Years ago, however, Richwine did seem to have further insight. In a July 2008 panel to discuss Mark Krikorian’s book The New Case Against Immigration: Both Legal and Illegal, Richwine had declared: 

“the argument that immigrants themselves are no different from the ones that came 100 years ago I think is quite wrong, and I think that the major difference here is ethnicity—or race, if you will… races differ in all sorts of ways, and probably the most important way is in IQ.” 

In 2013, Richwine lost his research position at the Heritage Foundation when a Washington Post investigation revealed that his racist doctoral dissertation, “IQ and Immigration Policy,” had made assertions like “the average IQ of immigrants in the United States is substantially lower than that of the white native population, and the difference is likely to persist over several generations.”

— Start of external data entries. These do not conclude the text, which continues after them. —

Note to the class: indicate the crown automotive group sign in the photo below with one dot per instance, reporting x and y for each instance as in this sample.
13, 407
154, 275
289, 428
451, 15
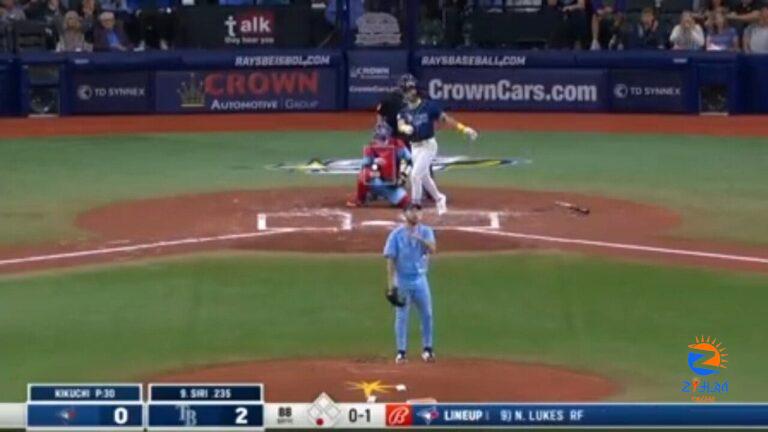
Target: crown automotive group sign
301, 89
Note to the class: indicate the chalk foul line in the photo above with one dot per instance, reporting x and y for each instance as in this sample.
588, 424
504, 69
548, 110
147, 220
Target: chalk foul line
478, 230
143, 246
623, 246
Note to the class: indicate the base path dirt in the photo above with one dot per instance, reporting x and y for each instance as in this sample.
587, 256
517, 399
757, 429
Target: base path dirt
448, 380
317, 220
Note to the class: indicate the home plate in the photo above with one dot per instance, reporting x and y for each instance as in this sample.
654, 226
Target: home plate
378, 223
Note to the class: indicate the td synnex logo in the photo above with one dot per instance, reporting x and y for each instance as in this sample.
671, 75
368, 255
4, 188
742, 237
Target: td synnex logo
505, 90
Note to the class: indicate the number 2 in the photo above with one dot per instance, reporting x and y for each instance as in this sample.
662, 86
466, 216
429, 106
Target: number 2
242, 415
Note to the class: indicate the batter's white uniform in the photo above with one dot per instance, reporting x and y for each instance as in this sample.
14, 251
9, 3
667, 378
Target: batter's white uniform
421, 117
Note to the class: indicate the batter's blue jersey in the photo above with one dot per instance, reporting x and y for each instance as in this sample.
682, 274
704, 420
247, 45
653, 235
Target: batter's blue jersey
422, 118
410, 255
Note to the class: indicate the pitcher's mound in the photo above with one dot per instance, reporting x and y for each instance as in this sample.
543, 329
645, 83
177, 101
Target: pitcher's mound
447, 380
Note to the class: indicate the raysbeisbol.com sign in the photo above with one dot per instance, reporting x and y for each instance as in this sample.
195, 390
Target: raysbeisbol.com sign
242, 90
500, 89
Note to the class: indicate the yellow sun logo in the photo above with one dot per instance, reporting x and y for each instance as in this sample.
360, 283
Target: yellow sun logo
716, 350
371, 388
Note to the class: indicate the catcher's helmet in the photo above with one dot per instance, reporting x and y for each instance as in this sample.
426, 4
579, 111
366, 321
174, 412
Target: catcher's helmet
382, 132
406, 82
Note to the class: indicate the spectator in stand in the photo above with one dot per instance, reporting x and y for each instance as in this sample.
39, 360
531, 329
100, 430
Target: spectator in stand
574, 23
706, 14
109, 36
89, 10
646, 34
72, 37
10, 11
721, 36
744, 13
756, 35
50, 12
569, 23
607, 21
490, 5
687, 35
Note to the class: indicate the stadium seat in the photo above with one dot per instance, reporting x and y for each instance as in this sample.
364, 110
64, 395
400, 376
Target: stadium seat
513, 30
29, 36
676, 6
6, 44
639, 5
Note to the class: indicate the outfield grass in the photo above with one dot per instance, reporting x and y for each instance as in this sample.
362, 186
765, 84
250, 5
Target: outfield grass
631, 322
719, 185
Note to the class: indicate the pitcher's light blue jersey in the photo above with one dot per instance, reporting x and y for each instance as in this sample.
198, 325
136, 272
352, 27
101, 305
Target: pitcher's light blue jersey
411, 257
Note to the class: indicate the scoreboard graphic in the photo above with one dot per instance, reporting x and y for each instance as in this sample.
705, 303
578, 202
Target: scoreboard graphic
242, 407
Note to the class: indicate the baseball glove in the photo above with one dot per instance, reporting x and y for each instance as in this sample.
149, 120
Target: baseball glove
394, 298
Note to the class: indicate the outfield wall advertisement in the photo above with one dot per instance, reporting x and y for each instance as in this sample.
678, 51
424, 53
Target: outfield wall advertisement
517, 89
372, 74
110, 92
246, 90
636, 90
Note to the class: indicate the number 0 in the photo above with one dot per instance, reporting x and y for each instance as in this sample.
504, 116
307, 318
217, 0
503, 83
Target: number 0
242, 415
121, 416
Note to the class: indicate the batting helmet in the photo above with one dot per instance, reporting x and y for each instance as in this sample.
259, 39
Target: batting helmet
382, 132
406, 82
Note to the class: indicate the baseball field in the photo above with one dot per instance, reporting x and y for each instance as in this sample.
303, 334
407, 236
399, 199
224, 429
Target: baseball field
165, 248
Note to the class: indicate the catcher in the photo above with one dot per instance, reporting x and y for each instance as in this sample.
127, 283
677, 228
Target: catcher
384, 171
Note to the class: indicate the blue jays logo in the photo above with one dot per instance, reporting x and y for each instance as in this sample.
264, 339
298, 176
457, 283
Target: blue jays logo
67, 415
429, 414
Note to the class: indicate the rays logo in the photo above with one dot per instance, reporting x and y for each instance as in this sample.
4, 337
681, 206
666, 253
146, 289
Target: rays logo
706, 352
706, 357
67, 415
429, 414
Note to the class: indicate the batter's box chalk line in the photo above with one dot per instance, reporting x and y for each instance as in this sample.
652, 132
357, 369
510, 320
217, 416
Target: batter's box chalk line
345, 221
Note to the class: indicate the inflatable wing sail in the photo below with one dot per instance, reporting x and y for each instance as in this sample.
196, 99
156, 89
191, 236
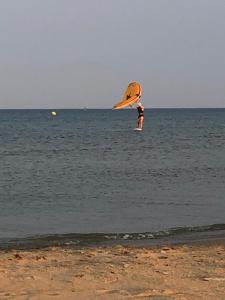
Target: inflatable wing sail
132, 94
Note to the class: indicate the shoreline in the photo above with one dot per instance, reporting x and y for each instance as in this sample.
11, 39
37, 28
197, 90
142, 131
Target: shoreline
182, 271
146, 239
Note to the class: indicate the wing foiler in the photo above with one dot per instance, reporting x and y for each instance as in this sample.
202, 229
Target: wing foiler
132, 94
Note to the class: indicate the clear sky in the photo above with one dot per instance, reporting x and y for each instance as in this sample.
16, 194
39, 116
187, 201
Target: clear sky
83, 53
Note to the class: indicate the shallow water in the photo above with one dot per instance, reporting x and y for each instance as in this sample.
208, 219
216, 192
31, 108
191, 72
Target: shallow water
87, 171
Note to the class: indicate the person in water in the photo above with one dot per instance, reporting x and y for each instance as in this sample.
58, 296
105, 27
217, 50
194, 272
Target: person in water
140, 109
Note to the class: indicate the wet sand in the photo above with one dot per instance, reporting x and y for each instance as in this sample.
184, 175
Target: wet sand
116, 272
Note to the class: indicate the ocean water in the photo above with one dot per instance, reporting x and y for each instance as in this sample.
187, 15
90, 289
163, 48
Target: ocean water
86, 175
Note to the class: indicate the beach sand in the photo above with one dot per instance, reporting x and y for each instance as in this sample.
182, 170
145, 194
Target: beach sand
194, 271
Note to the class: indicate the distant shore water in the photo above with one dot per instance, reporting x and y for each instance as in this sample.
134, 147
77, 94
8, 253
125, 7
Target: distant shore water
85, 177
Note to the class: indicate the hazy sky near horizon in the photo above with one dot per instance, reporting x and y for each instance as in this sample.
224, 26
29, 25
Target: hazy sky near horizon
76, 53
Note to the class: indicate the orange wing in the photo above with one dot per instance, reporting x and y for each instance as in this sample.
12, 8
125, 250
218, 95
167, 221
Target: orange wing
131, 95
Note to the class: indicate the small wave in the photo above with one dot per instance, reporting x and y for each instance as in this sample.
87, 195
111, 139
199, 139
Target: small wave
92, 239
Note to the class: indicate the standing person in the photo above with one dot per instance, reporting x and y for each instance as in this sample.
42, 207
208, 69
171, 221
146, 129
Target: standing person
140, 109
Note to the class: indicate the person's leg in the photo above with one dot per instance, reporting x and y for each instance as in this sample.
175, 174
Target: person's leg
140, 122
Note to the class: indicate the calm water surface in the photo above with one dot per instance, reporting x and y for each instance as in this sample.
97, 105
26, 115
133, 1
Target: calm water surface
88, 172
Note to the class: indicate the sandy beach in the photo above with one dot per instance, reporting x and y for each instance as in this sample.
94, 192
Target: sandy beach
116, 272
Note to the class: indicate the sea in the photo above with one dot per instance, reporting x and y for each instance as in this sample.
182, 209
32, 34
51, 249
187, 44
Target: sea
85, 177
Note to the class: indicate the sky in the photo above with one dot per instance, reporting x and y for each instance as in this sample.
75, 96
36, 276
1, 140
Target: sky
83, 53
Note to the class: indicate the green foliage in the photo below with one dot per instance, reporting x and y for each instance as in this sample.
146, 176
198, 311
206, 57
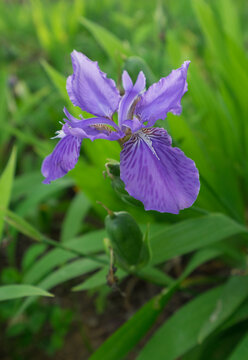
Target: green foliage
8, 292
198, 255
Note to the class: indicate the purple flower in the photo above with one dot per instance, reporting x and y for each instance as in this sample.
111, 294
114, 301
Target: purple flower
153, 171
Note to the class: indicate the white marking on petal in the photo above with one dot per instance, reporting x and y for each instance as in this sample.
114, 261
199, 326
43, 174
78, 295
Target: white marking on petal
148, 142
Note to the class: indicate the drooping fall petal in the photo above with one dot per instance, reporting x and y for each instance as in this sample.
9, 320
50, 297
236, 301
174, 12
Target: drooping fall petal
157, 174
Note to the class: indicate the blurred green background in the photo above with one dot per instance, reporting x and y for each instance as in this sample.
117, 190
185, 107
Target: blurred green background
36, 38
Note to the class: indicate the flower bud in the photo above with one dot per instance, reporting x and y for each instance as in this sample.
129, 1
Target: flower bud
131, 251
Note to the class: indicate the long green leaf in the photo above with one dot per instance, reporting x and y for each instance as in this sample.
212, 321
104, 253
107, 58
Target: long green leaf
6, 181
181, 332
241, 351
129, 334
193, 234
234, 293
9, 292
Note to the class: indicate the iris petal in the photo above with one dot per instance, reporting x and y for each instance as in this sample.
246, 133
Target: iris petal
63, 158
90, 89
131, 93
160, 176
164, 96
93, 128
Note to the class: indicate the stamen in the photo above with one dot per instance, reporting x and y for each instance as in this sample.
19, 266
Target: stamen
101, 127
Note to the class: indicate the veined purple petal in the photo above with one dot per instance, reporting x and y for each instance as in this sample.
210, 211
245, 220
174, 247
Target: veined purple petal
160, 176
94, 128
90, 89
126, 107
163, 97
63, 158
134, 125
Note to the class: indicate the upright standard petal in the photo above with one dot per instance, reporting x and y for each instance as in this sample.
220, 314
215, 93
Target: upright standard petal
127, 105
90, 89
63, 158
160, 176
163, 97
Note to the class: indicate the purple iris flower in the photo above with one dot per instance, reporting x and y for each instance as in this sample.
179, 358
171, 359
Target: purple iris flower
153, 171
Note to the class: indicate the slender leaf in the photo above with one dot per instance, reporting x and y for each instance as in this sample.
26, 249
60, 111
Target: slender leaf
6, 181
241, 351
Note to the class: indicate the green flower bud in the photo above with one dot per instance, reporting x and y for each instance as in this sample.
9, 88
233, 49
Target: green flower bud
130, 249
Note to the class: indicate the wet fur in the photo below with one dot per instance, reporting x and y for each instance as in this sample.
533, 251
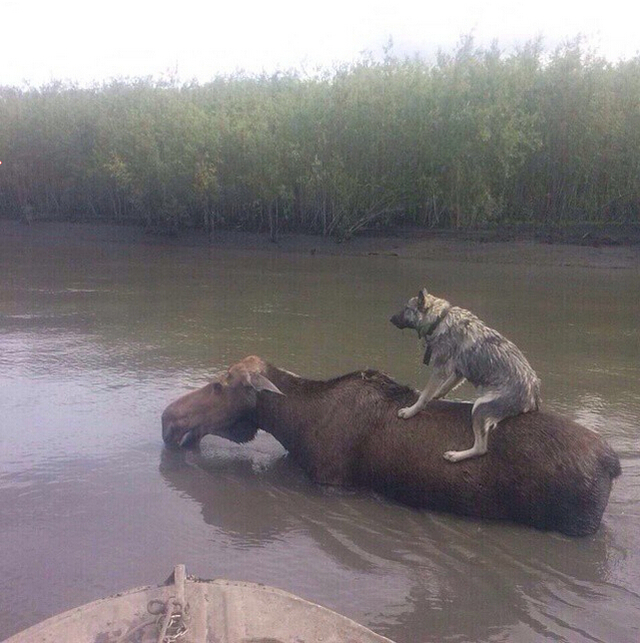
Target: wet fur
459, 347
543, 470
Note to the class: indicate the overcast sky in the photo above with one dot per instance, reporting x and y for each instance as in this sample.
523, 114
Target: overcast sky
87, 40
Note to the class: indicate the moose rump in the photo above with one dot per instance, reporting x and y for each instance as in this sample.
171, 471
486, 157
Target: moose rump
542, 469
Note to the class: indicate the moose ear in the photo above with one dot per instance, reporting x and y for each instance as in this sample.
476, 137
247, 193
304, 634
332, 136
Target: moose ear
422, 299
262, 383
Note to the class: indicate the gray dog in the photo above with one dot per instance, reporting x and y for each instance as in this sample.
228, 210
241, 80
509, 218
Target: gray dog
462, 347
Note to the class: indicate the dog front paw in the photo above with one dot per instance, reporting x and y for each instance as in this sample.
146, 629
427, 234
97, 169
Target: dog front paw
406, 413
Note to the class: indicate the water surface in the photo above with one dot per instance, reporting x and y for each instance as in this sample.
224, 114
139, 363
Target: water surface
95, 340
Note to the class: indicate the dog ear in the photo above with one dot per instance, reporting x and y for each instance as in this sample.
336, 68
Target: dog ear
422, 300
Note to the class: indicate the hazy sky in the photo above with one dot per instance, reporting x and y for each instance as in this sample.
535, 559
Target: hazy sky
87, 40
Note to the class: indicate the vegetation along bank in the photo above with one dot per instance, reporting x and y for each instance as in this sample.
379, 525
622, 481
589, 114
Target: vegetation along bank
472, 140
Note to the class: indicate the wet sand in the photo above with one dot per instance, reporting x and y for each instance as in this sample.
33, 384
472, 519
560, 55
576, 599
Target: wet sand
479, 247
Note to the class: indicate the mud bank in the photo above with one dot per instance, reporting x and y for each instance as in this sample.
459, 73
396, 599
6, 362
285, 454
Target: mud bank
463, 247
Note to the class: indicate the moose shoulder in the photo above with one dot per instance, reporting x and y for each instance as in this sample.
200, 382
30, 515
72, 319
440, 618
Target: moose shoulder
542, 469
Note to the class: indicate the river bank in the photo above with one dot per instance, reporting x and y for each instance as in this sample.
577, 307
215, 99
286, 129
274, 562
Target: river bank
584, 249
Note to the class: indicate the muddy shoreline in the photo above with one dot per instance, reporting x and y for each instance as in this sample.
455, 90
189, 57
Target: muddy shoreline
584, 249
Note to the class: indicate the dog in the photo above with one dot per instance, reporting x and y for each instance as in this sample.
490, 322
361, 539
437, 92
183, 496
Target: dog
461, 347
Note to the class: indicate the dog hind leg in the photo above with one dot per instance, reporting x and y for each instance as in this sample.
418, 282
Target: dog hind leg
435, 384
487, 412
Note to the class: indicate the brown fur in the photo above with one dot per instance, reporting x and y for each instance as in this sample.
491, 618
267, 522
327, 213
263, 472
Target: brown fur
346, 432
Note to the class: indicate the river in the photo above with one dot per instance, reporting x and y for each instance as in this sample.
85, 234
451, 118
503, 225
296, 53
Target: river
96, 339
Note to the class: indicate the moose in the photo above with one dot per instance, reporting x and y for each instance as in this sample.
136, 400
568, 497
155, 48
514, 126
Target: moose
542, 470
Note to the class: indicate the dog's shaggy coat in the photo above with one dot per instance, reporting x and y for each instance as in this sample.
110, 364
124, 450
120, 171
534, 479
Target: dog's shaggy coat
460, 347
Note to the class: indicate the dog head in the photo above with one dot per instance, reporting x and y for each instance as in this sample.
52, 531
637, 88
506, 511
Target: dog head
420, 312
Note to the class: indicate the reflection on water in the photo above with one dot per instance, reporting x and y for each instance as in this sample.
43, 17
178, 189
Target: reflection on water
95, 341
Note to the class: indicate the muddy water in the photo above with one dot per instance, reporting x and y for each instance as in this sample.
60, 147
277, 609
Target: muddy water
96, 340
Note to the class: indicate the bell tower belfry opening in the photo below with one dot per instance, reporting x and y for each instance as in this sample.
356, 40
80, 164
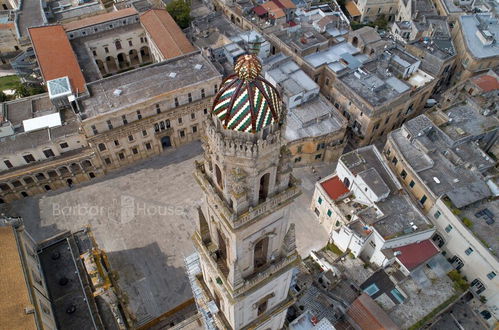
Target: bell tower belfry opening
245, 245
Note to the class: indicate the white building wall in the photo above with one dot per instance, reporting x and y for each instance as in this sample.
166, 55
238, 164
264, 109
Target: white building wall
345, 239
327, 204
17, 160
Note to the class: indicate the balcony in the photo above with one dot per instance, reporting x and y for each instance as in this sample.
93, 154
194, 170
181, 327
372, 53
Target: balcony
270, 205
209, 253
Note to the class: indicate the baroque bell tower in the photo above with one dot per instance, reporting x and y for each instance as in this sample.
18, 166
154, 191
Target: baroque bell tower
245, 246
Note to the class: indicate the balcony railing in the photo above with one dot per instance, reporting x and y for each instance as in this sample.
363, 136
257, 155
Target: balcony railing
270, 205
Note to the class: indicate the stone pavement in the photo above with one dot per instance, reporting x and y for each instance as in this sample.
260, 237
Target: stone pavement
143, 217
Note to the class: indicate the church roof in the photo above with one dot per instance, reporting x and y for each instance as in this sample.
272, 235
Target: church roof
246, 102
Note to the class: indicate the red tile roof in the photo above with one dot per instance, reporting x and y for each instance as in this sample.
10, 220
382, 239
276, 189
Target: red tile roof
165, 33
97, 19
55, 55
369, 316
334, 187
285, 4
415, 254
487, 83
260, 11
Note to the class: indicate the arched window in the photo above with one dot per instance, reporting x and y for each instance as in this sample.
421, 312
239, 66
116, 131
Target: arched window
264, 187
4, 187
260, 253
63, 170
218, 173
355, 41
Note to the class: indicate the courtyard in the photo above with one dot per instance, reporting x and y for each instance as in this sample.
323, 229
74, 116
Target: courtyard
143, 217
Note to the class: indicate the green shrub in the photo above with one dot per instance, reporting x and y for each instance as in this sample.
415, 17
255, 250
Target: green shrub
333, 248
467, 222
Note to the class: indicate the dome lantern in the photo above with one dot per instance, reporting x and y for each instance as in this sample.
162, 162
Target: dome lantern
246, 102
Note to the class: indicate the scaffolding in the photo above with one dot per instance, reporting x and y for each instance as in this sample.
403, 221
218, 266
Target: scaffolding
207, 308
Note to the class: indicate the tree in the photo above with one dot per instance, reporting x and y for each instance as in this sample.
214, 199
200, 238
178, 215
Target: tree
22, 90
180, 11
3, 97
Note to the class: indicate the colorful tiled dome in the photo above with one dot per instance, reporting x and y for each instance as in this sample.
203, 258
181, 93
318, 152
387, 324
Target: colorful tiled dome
246, 102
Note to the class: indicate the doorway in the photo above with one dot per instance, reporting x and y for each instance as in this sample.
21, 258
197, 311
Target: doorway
260, 253
166, 142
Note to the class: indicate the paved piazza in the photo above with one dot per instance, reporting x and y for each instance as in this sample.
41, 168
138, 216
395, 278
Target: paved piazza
143, 217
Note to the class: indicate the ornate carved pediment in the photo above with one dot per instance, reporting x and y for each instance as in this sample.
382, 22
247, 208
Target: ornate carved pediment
237, 181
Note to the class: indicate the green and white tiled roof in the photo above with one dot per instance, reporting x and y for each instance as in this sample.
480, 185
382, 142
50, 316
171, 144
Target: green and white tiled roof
246, 102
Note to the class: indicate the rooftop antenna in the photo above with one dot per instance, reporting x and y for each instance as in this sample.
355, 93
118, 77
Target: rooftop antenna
254, 46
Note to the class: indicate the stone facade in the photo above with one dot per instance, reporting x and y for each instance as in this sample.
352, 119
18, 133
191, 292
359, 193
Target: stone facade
246, 245
247, 184
372, 9
152, 124
42, 160
470, 59
27, 264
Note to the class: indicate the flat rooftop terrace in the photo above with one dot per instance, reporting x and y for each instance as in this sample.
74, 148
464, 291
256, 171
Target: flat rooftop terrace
86, 60
144, 83
440, 167
313, 118
466, 121
373, 87
470, 28
331, 55
62, 270
144, 223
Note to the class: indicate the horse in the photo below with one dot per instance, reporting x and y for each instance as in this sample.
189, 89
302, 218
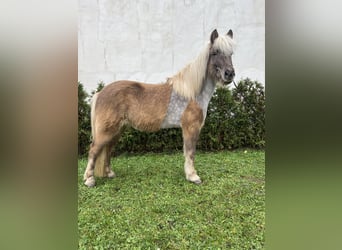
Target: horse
181, 101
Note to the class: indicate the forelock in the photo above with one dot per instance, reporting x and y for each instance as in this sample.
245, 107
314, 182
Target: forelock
224, 44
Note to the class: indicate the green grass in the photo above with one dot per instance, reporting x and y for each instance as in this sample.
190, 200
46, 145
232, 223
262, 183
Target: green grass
150, 205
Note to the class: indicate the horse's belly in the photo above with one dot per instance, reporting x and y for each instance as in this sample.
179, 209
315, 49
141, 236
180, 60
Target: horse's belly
175, 110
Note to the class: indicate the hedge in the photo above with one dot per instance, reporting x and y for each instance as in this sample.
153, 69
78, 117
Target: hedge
235, 119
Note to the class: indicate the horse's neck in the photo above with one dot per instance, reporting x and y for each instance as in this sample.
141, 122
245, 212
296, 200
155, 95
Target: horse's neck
206, 93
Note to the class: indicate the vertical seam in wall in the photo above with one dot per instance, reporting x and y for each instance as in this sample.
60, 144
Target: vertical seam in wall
173, 39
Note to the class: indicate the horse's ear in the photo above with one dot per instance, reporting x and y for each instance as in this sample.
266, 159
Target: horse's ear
230, 34
213, 36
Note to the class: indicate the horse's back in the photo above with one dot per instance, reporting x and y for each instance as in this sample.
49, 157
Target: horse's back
140, 105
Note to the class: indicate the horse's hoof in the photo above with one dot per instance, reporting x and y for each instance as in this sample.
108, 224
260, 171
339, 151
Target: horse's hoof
198, 182
194, 179
111, 174
90, 182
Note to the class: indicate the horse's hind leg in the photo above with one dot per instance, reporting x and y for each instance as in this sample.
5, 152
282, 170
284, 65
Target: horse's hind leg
192, 120
109, 171
95, 148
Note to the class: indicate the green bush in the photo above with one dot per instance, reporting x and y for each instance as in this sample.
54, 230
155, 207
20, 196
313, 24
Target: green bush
235, 119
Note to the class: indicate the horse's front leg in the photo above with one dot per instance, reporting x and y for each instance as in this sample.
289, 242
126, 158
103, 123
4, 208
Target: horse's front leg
189, 154
192, 121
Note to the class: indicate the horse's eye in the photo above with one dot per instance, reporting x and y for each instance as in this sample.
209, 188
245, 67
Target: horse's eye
214, 53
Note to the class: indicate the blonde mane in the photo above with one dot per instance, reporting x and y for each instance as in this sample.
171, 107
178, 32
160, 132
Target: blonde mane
188, 82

Apparently, the question of race isn’t far from the mind of those in the room at NatCon, either. Across the auditorium, an older white woman raises her hand to ask the next question. Introducing herself as a Floridian and an “immigrant from New Jersey,” she remarks that “one observation before I left New Jersey, was there were entire counties in New Jersey that seemed to have had huge increases in the Indian and Chinese population. I’d get on the New Jersey transit and it was very clear that when I commuted to New York in the 80s, the—the composition,” she pauses, choosing her word carefully, “of the train was much different than it was when I left in 2020. And it seemed to be families…how in 20 years can the population of counties be so fundamentally transformed? And what are the implications for this in the future? As they bring in their own culture, and there’s nobody to push back…” 

Krikorian immediately interjects, “this is why chain migration is a bad thing.” After rattling off statistics, he gets to the point: “one of the key problems with chain migration,” Krikorian explains, is that it “end[s] up building up with a kind of colonization of particular ethnic national groups.”

As I prepare to leave NatCon III I marvel, once again, that a conference which cost non-students at least $300 to attend, held at a $400-per-night luxury resort hotel with a lavish pool and golf course in Miami, attended by many of the movers and shakers of conservative politics, could fashion itself as ‘anti-elite’ in any meaningful way. 

One college student I speak to on my way out, shares my incredulity. With his long hair and bohemian vibe, I rightly suspect he’s not like the rest of the attendees. He canvassed for Bernie Sanders in 2020, he tells me, and being at NatCon makes him feel like he’s in Weimar Germany in the late 1920s. I can relate. When I tell him I went to undergrad at Bard College, a liberal arts school, he laughs and reminds me that I, too, am part of an elite. “Perhaps,” I acknowledge, “but even so, I can’t afford to stay here.”

Later that night, I hear storm clouds roaring outside the window of my more modest Airbnb and I worry, not for the first time, about the storm clouds roaring in our embattled country.